To our knowledge, this is the first study of the relationship between OSA severity and the macronutrient content associated with individuals’ dietary choices. Severity of OSA correlated with calories ordered for dinner, and especially with the fat and carbohydrate content of that meal. These relationships persisted after covarying for age- and gender-corrected BMI, so they can not be explained by a confounding relationship with obesity severity.
This novel finding has important potential implications. If OSA induces changes in diet, this would represent a potentially modifiable behavior that could contribute to a spiral of worsening obesity and sleep-disordered breathing [5
]. A causal link between OSA and diet also would support aggressive screening and treatment for OSA. An alternative explanation would be a reverse causal sequence, in which dietary choices alter nocturnal respiration, independent of BMI. Acute dietary changes can alter sleep architecture in humans [11
] and ventilation control in rats [12
]. Such an effect could have implications for the conduct of PSG. Even in the absence of a clear causal sequence, the co-occurrence of OSA with a diet high in fats and refined carbohydrates may increase morbidity. In an animal model, such a diet worsened the impact of intermittent hypoxia on learning and neural tissue [13
Although links between OSA and carbohydrate content fit with prior reports of increased craving for carbohydrate-rich foods following experimental sleep restriction [4
], fat content also was associated with OSA in our sample. Prior research did not specify macronutrient content, and the greatest craving increase was for “salty” foods, including high-fat foods. In our study, similar items (e.g., “french fries”) were ordered by 75% of subjects with an AHI>3, compared to 14% of those with AHI≤3. Methodological factors may also explain the discrepancy between present findings and past reports that (a) sleep duration correlates with weight status [14
] or dietary patterns [15
] and (b) experimental sleep restriction heightens food cravings [4
]. The current study was not well-powered to detect the small correlations that have been reported in epidemiological studies, and experimental work to date has limited sleep to far less than that experienced by our subjects.

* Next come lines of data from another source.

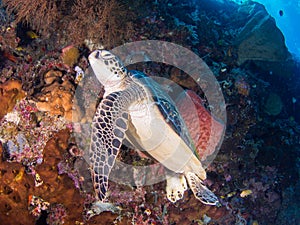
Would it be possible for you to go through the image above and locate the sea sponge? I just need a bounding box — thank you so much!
[0,79,26,119]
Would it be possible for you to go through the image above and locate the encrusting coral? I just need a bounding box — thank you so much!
[2,0,133,47]
[0,79,26,119]
[36,80,74,121]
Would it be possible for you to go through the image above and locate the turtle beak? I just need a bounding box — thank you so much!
[95,50,115,60]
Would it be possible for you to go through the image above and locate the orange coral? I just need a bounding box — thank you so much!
[2,0,134,47]
[36,74,74,121]
[0,80,26,119]
[61,45,79,67]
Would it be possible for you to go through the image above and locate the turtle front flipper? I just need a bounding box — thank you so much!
[89,91,130,202]
[185,172,220,206]
[166,171,187,203]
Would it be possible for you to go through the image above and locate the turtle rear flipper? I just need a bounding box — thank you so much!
[185,172,220,206]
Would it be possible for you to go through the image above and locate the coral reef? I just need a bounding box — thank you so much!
[36,71,75,121]
[0,0,300,225]
[178,90,224,161]
[0,79,26,120]
[264,93,283,116]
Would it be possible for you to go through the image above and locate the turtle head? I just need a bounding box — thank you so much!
[89,50,126,87]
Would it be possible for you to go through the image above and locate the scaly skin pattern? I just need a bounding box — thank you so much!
[89,50,219,209]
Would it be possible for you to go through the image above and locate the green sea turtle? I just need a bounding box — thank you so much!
[89,50,219,212]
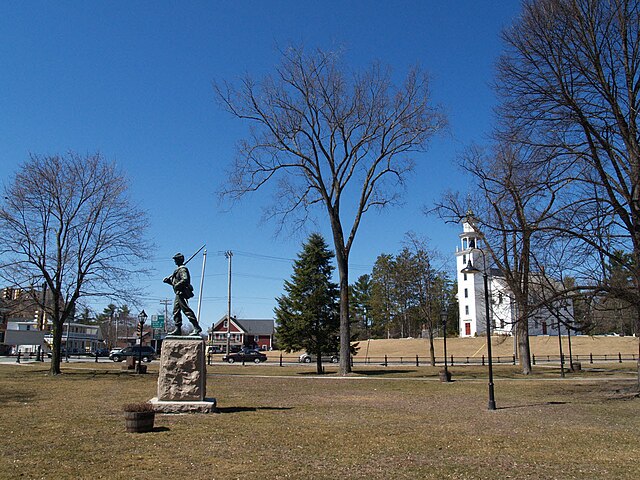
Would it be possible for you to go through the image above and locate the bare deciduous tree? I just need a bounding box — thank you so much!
[497,0,640,384]
[435,141,566,375]
[215,49,444,374]
[0,153,148,375]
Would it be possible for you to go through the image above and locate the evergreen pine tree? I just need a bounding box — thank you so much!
[275,233,340,373]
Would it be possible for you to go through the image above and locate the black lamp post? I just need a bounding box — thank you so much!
[460,253,496,410]
[440,308,451,382]
[138,310,147,373]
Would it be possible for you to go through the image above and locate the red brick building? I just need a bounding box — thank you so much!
[207,315,274,351]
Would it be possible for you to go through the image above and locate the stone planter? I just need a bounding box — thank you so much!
[124,412,156,433]
[124,402,156,433]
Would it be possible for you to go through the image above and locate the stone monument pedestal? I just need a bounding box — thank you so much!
[151,336,216,413]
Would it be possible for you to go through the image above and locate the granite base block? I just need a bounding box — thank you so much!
[149,397,218,413]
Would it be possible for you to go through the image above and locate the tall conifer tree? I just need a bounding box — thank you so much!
[275,233,340,373]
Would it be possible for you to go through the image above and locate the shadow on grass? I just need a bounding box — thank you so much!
[0,390,36,404]
[497,402,570,410]
[216,407,292,413]
[353,368,415,377]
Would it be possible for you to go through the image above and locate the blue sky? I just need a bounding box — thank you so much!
[0,0,520,326]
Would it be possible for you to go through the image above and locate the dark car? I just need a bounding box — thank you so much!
[222,350,267,363]
[109,345,156,363]
[298,352,340,363]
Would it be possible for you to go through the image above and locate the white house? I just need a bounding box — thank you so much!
[456,216,573,337]
[5,320,104,353]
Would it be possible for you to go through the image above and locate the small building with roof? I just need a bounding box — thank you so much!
[207,315,275,351]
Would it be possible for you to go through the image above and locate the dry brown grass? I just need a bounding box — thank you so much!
[350,335,638,357]
[0,363,640,480]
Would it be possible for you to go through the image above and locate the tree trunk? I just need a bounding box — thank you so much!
[49,319,64,375]
[427,325,436,367]
[336,255,351,375]
[329,213,351,375]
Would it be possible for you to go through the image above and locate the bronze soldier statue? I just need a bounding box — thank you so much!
[163,253,202,335]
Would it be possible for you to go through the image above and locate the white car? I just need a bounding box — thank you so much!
[298,352,340,363]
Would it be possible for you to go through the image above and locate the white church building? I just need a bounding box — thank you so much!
[456,217,573,337]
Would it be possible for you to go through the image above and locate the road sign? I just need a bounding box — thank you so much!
[151,314,164,328]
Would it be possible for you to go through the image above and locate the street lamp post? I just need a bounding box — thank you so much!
[138,310,147,373]
[460,248,496,410]
[440,308,451,382]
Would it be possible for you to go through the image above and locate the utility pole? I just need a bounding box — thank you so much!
[224,250,233,355]
[160,298,171,333]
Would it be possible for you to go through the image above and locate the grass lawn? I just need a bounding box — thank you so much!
[0,362,640,480]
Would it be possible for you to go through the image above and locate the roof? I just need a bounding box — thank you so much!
[234,318,274,335]
[211,315,275,335]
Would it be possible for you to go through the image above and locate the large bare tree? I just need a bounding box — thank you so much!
[215,48,445,375]
[435,141,570,375]
[497,0,640,384]
[0,153,148,375]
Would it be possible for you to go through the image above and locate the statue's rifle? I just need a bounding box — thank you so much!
[183,243,207,265]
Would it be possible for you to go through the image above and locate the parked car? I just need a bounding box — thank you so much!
[222,350,267,363]
[298,352,340,363]
[109,345,156,363]
[207,345,245,355]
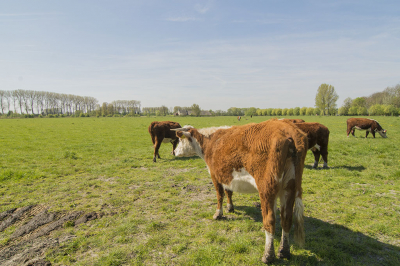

Several limitations temper the conclusions that can be drawn from present results, which reflect food choices, not food consumption. We could not control for activity level or food consumption prior to the appointment, and subjects may have ordered atypically in anticipation of a hospital stay. However, if anything, this unmeasured variability might attenuate correlations, not result in spuriously inflated findings. Our sample size did not allow us to explore gender as an effect moderator, and the study lacked the hunger ratings and physiological measures needed to address the mechanisms that might underlie a relationship between OSA and food choices. Detailed PSG data were available, but no variable surpassed AHI as a correlate of dietary data; the rate of desturation events correlated with fat grams only (r=.32, p=.04; all others p>.05), and frequency of arousals, average O2, and nadir O2 failed to correlate with any dietary index (p>.05). As an additional limitation, BMI does not index fat distribution on the body. Finally, our recruitment of obese subjects ensured a broad range of breathing functioning during sleep, but the generalizability of findings to other populations, including non-obese individuals, remains to be seen. Taken together, these limitations suggest that findings be viewed as intriguing, but preliminary, warranting replication and extension in future work.